Die Japaner sagen"Washi", "Wa" bedeutet Japanisch, "shi" ist Papier.  Es wird aus den Bastfasern verschiedener Bäume hergestellt, die in Japan heimisch sind. Washi ist ein traditionell gefertigtes säurefreies Papier.

Die Kunst der Papierherstellung wurde schon 610 vor Christus von buddhistischen Mönchen in Japan eingeführt.  Sie schrieben ihre 'Sutras' darauf.  Am Ende des 18. Jahrhunderts waren in Japan mehr als 100.000 Familien in der handwerklichen Papierherstellung tätig. Heute sind es nur noch ein paar Hundert. Die Herstellung dieses Papiers ist so zeitraubend, daß es in der japanischen Kultur als eine Tugend gilt, kein Papier zu verschwenden.


Die Produktion

Washi wird aus Pflanzenteilen von Kozo (eine Art der Maulbeere), Mitsumata und Gampi hergestellt. Von den Sträuchern werden ein Meter lange Stängel abgeschnitten und gebündelt, sie wachsen von alleine wieder nach. Zuerst kommen die Teile in einen Kessel mit kochendem Wasser, damit der Bast sich löst. Der Bast wird dann abgeschält, getrockent, einige Tage in kaltes fließendes Wasser gelegt und aufs neue gekocht. Dadurch werden die Fasern seidenweich.
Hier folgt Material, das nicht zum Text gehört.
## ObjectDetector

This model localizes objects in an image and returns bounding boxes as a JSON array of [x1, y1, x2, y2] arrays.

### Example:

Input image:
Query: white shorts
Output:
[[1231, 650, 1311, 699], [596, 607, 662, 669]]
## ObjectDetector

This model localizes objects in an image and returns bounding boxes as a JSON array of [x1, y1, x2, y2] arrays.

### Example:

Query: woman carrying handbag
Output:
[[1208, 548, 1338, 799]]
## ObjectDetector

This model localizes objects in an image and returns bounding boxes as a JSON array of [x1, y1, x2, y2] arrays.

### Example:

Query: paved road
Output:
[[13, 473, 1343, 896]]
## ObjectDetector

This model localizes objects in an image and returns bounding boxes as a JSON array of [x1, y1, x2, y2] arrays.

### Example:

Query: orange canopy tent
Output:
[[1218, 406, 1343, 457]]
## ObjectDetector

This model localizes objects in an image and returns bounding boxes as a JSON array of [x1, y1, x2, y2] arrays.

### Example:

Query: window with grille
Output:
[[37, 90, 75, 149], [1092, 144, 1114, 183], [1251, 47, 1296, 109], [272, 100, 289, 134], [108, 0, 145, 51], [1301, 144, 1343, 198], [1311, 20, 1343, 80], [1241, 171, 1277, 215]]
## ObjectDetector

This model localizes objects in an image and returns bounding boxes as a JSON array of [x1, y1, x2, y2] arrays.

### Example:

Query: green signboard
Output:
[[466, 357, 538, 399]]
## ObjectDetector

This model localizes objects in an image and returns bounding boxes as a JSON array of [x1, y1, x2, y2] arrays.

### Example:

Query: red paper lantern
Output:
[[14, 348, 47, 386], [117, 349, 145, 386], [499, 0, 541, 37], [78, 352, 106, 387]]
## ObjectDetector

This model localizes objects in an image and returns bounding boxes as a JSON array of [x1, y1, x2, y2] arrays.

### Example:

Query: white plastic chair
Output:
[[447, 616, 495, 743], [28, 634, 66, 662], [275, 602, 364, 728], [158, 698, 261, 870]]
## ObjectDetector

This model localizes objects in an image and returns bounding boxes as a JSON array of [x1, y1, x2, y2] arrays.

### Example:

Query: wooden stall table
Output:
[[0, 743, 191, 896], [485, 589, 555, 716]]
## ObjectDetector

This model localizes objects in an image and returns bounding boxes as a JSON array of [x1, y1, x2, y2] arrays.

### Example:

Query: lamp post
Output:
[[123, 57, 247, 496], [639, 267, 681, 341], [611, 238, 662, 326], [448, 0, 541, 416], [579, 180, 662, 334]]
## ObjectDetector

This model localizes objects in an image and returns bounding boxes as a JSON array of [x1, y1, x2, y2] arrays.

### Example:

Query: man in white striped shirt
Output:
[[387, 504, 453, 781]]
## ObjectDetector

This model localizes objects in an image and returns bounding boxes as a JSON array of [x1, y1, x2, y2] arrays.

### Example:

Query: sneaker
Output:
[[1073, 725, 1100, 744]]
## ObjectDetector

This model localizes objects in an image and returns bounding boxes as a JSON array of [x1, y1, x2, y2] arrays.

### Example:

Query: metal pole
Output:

Mit großen Holzhammern werden die Fasern dann zerkleinert, mit Wasser und einem Leimstoff aus der Hibiskuswurzel, toroai oder neri, gemischt. Der Papiermacher schöpft den Faserbrei  jetzt gleichmäßig auf den Rahmen.  Dieser ist aus gewebtem Bambus und Pferdehaar und heißt Sugeta. Die nassen Bögen werden aufeinander gelegt, das überschüssige Wasser wird herausgepresst. Jetzt werden die Bögen in der Außenluft zum Trocknen hingelegt.

Washi-Fasern sind weich und sehr reißfest. Washi-Papier nimmt besonders gut Tinte oder Farbstoffe auf. Seit Jahrhunderten werden farbenfrohe Dessins von Hand oder im Blockprint-Verfahren auf das Papier gedruckt. Mit ihren detaillierten Motiven und leuchtenden Farben eignen sich diese besonderen Papiere für viele Dekorationszwecke.